Chapter 8: Connect & Config

The first thing your application will do when it boots up is to connect to a variety of services - databases and the like - and then set up its router and start routing requests.

This is an important step - building database connections is an expensive task, so your system definitely should not be building a fresh database connection for every request - instead, when your system boots up, that's when it builds all of the connections it's going to need for the lifetime of the process.

Because our servers are ephemeral - shared nothing - it's good to try to keep this connection step fast - that way, if something bad happens, the servers can just quickly reboot, reconnect to its backing services, and go on their merry way - in fact, you can set up your application to just fail with an error code if it ever loses a critical connection - instead of building reconnection logic, your application's supervisor will just reboot the application again and again, until it eventually manages to reconnect properly.

If we're connecting to a lot of other services, though, we need their locations, their credentials.

Obviously, we shouldn't hard-code these locations into our product. I feel like that's such a basic observation that I almost feel silly saying it.

Prefer URLs for Locating Resources, Uniformly

Have you ever seen a block of code that looks like this?

database_protocol = 'postgres';
database_host = 'localhost';
database_port = 1234;
database_user = 'gork';
database_password = 'mork';
database_name = 'application'

Yeah, that's a line of details that you'll need to connect to a database, and six whole different variables.

If only there were some sort of uniform way to represent the location of a resource.

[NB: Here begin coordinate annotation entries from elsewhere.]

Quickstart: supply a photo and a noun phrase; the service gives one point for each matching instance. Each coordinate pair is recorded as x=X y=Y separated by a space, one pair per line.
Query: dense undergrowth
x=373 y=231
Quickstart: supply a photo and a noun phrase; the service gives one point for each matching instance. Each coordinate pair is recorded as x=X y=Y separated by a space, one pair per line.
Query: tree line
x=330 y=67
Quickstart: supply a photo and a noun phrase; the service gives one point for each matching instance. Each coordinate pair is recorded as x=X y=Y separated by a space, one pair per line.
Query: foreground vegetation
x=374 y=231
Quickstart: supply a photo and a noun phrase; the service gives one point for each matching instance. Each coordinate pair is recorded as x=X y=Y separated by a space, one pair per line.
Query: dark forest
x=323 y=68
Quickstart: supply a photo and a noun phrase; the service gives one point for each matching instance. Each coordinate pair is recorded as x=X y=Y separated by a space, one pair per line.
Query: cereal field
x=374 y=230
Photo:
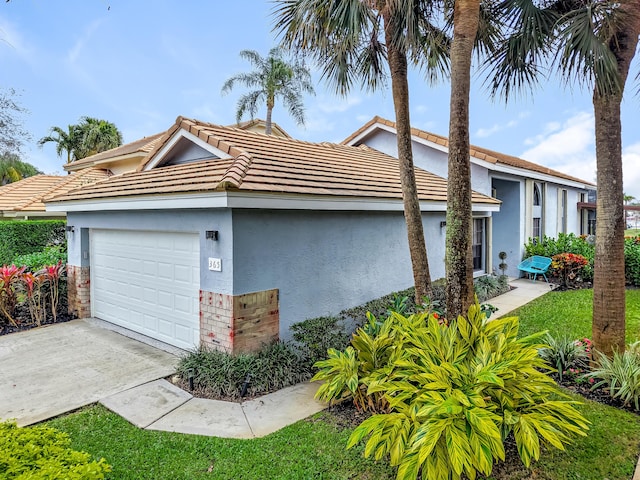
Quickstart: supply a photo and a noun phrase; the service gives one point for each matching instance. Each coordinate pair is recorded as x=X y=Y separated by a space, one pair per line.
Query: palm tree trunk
x=267 y=122
x=608 y=324
x=458 y=257
x=412 y=214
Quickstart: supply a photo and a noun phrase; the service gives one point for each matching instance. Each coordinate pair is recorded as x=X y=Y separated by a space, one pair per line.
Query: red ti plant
x=54 y=273
x=9 y=284
x=34 y=287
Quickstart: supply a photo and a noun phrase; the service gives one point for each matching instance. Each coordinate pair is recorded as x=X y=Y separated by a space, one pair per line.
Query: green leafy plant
x=54 y=274
x=315 y=336
x=220 y=374
x=9 y=285
x=620 y=375
x=456 y=391
x=28 y=236
x=568 y=267
x=41 y=452
x=565 y=355
x=50 y=255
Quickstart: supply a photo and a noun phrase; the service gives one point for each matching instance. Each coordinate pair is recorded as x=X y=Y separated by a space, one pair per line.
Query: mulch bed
x=23 y=319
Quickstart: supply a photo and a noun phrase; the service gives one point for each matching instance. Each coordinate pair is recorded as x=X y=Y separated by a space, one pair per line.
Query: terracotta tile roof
x=28 y=194
x=272 y=164
x=257 y=125
x=477 y=152
x=142 y=146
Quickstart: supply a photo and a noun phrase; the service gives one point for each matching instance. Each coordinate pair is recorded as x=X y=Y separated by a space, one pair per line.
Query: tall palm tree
x=354 y=40
x=12 y=169
x=594 y=42
x=66 y=141
x=88 y=137
x=459 y=258
x=273 y=77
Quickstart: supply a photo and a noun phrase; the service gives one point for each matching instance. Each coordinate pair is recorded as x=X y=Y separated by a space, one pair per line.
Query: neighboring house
x=226 y=237
x=536 y=200
x=23 y=200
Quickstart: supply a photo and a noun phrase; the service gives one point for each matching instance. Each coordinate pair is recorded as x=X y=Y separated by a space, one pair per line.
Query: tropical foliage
x=88 y=137
x=12 y=169
x=620 y=374
x=592 y=42
x=274 y=78
x=355 y=41
x=42 y=452
x=452 y=393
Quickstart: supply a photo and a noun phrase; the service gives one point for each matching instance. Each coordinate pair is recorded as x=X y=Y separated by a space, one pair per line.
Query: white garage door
x=148 y=282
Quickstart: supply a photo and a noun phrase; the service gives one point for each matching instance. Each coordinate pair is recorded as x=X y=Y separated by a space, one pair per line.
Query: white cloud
x=567 y=147
x=487 y=132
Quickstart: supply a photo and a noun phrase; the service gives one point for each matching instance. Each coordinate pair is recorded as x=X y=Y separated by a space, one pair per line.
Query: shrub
x=10 y=280
x=565 y=355
x=457 y=391
x=29 y=236
x=620 y=375
x=565 y=243
x=50 y=255
x=221 y=374
x=317 y=335
x=41 y=452
x=568 y=267
x=632 y=260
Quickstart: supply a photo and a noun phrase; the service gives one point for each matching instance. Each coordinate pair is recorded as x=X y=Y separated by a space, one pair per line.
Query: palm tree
x=344 y=37
x=272 y=78
x=12 y=169
x=97 y=136
x=593 y=41
x=66 y=141
x=459 y=258
x=88 y=137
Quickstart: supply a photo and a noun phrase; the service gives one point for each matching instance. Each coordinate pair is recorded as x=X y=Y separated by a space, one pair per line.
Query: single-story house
x=226 y=237
x=536 y=200
x=23 y=200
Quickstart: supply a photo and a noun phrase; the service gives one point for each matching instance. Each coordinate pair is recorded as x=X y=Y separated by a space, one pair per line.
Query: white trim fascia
x=180 y=134
x=249 y=200
x=544 y=177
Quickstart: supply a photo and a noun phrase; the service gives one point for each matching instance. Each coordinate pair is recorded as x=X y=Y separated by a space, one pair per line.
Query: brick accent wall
x=78 y=291
x=239 y=323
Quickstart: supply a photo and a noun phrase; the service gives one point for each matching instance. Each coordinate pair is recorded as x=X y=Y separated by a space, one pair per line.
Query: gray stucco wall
x=196 y=221
x=323 y=262
x=506 y=234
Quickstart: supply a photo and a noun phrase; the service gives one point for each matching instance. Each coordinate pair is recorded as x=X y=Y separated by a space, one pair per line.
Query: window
x=477 y=245
x=538 y=200
x=537 y=231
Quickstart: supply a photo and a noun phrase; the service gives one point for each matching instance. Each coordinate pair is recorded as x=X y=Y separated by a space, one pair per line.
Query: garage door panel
x=148 y=282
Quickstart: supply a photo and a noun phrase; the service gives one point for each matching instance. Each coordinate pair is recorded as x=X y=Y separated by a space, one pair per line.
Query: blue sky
x=140 y=64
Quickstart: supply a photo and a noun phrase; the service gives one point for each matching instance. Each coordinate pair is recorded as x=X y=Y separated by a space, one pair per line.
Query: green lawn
x=569 y=314
x=307 y=449
x=314 y=449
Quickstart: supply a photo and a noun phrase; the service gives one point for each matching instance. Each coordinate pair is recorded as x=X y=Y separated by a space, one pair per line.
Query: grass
x=315 y=449
x=307 y=449
x=569 y=314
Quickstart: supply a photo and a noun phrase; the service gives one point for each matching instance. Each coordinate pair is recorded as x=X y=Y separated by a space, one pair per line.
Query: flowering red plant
x=9 y=281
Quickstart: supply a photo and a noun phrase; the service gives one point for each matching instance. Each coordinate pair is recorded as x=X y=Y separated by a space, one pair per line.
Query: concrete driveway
x=55 y=369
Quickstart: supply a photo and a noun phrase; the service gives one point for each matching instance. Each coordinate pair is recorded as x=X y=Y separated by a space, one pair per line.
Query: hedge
x=21 y=237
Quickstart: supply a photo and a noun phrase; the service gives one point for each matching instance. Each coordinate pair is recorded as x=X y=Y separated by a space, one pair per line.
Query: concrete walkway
x=53 y=370
x=525 y=290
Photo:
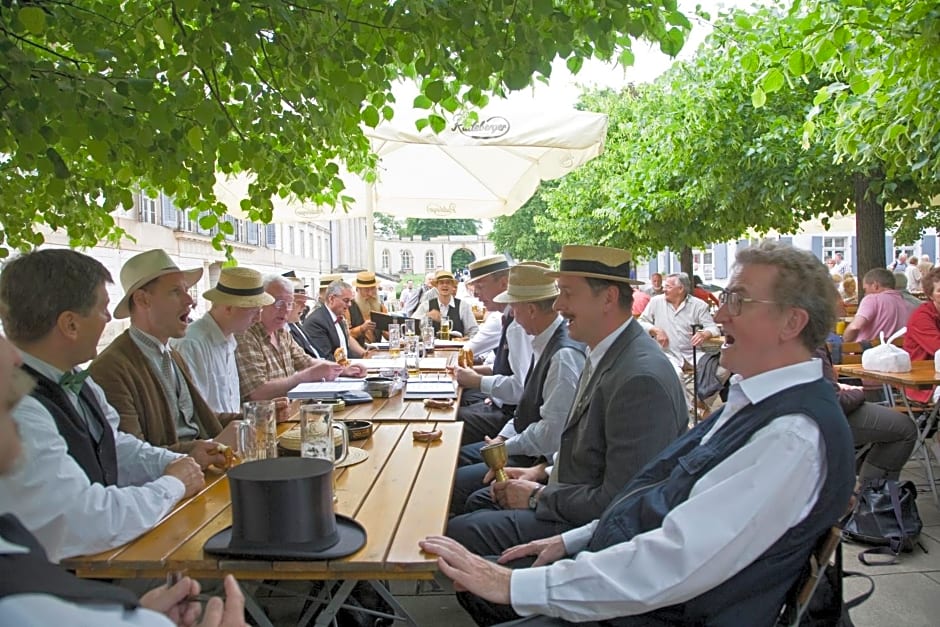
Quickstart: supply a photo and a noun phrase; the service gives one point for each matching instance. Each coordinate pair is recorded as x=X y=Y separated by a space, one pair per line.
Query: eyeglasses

Of course, what I'm leading you to is that this is another use of our old friend the URL. We can take that whole set of connection details and squish it together into one neat, tidy URL:

postgres://gork:mork@localhost:1234/application

URLs are great when it comes to providing the unambiguous, complete location for a resource somewhere on the internet - which is - exactly what you want to provide when you're connecting to backing services.

Config Files

A common strategy for managing your configuration details on start-up is to maintain a set of reasonable defaults, then, parse a config file located somewhere in the system. The config file might be represented in INI, or XML, or JSON, or YAML, or TOML, really any user-editable serialization format should do the trick.

Of course, you don't necessarily want to hardcode the location of the config file - then you won't be able to run two copies of the same application on the same system - and you might want to change individual variables up when you boot up the application.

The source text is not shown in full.